If you need to add other functionality that is platform-specific, then you should think about providing a Unix and a Windows implementation. You should encapsulate (that means hide) it behind a common platform-independent interface in the same way as the above STLPLus subsystems. There should therefore be no "#ifdef WIN32" or other platform-specific compiler switches anywhere else in your application code.

11. Avoid the C Runtime Library

The truth is that the C runtime library is obsolete. Yes, it is. Practically all of the functionality of the C runtime is provided in a better, more effective and more robust form in the C++ runtime library. For example, the I/O routines of stdio are superceded and vastly improved by iostream.

Furthermore, there are some functions in the C runtime that are positively dangerous and should never be used. They should never have been written. Their use in a program is positive proof of an incompetent programmer. An example is the monster called sprintf. Let me explain why this should never, ever, ever ever be used. Ever.

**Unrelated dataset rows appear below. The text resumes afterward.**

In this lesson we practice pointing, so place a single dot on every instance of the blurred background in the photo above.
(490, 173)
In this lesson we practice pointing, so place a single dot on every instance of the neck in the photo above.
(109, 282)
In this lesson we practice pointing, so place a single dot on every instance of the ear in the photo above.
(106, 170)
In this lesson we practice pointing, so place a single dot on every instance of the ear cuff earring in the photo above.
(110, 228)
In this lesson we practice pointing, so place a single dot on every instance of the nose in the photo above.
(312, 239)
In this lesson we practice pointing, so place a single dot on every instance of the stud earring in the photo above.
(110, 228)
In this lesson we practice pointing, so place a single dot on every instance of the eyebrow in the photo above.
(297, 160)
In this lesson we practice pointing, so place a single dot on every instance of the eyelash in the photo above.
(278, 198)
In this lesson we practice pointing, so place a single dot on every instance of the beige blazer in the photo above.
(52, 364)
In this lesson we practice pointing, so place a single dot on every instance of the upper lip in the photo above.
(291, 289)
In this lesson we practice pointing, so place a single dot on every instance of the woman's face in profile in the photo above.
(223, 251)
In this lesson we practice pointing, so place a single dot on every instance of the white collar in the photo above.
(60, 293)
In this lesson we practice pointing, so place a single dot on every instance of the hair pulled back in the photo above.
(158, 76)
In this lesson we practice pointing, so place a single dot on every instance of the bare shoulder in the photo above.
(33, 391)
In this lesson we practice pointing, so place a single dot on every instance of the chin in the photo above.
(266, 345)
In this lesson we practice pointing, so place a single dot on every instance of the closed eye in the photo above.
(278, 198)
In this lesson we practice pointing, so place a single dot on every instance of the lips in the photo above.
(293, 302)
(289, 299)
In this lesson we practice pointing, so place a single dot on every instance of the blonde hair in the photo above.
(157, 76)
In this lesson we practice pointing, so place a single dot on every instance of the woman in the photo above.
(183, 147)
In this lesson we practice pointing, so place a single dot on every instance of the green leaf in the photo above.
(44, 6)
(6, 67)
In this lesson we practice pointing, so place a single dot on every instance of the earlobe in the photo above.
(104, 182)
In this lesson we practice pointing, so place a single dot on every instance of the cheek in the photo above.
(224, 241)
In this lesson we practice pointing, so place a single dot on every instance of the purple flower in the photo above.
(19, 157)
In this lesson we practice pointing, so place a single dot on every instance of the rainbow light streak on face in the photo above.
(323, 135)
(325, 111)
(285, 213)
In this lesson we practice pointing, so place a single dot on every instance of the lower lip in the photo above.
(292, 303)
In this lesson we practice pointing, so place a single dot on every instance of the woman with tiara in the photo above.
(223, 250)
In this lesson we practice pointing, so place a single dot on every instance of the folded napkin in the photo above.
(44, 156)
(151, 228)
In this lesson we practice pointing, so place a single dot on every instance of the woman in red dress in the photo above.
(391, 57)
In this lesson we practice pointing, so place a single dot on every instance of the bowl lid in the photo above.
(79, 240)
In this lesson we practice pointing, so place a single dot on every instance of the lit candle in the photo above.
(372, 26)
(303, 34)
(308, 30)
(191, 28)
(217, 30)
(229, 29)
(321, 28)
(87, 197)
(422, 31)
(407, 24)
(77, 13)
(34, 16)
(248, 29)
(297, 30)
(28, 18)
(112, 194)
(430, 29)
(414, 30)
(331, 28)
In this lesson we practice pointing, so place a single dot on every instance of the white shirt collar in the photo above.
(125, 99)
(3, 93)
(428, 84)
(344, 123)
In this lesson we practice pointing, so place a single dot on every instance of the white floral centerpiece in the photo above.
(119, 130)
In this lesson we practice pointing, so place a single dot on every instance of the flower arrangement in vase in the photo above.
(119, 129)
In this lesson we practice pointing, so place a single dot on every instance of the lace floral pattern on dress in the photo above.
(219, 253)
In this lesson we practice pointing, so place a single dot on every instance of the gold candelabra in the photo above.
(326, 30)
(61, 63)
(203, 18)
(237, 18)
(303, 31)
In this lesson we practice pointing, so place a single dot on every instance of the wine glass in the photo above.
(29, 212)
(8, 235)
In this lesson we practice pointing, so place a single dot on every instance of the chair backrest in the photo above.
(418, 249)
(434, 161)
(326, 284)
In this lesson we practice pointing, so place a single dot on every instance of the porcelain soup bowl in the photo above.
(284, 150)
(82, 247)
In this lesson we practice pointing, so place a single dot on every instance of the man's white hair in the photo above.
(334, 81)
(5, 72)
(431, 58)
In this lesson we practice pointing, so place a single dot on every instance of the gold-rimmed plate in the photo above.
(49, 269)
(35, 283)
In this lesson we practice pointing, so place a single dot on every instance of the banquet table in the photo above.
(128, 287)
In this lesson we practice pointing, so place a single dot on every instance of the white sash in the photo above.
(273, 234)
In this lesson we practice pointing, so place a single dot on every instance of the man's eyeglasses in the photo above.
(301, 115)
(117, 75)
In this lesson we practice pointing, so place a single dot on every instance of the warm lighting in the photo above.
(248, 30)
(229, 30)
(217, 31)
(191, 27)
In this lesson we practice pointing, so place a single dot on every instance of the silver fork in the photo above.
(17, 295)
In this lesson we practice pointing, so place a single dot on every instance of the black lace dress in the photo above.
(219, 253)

First look at the interface:

int sprintf(char *, const char *, ...);

The first argument is a char* buffer to print into. The function prints text into this buffer according to the format string which is the second argument and the argument-vector parameters represented by the elipsis (...). What's missing is a parameter that tells sprintf how long the buffer is - so it doesn't know the buffer size and assumes that it is infinite. So, the function has no way of knowing if an overflow happens and cannot prevent it. If the buffer is not long enough, then the function quite happily runs off the end and corrupts other data structures in memory. This kind of memory bug is extremely difficult to diagnose and fix. A common bodge (yes, it is a bodge, not a solution) is to simply make the buffer very large. However, that just pushes the problem further away, it doesn't fix it. Consider the case where one of the parameters in the format string is a command-line argument. You as a programmer have no control over the length of this argument. Therefore you have no way of deciding how big the buffer should be. Any "guess" at the size is a bodge.

This horror of a function is commonly exploited by virus writers who send very long requests to web servers so that sprintf overflows its buffer and overwrites program code, replacing it with virus code. If sprintf did not exist in this form, we'd probably have fewer viruses.

IOStream provides functions for formatting text in a string (namely, a string-stream) that has no potential overflow problems. Therefore there is no justifiable use for sprintf.

In any case, using char* for string handling is obsolete because you have to write buckets of code to constantly check for possible buffer overflows. You should be using std::string which dynamically allocates more memory as required, so you can get on with writing the real code.

Note also that rule 7 explained why malloc/free/realloc are obsolete and potentially dangerous.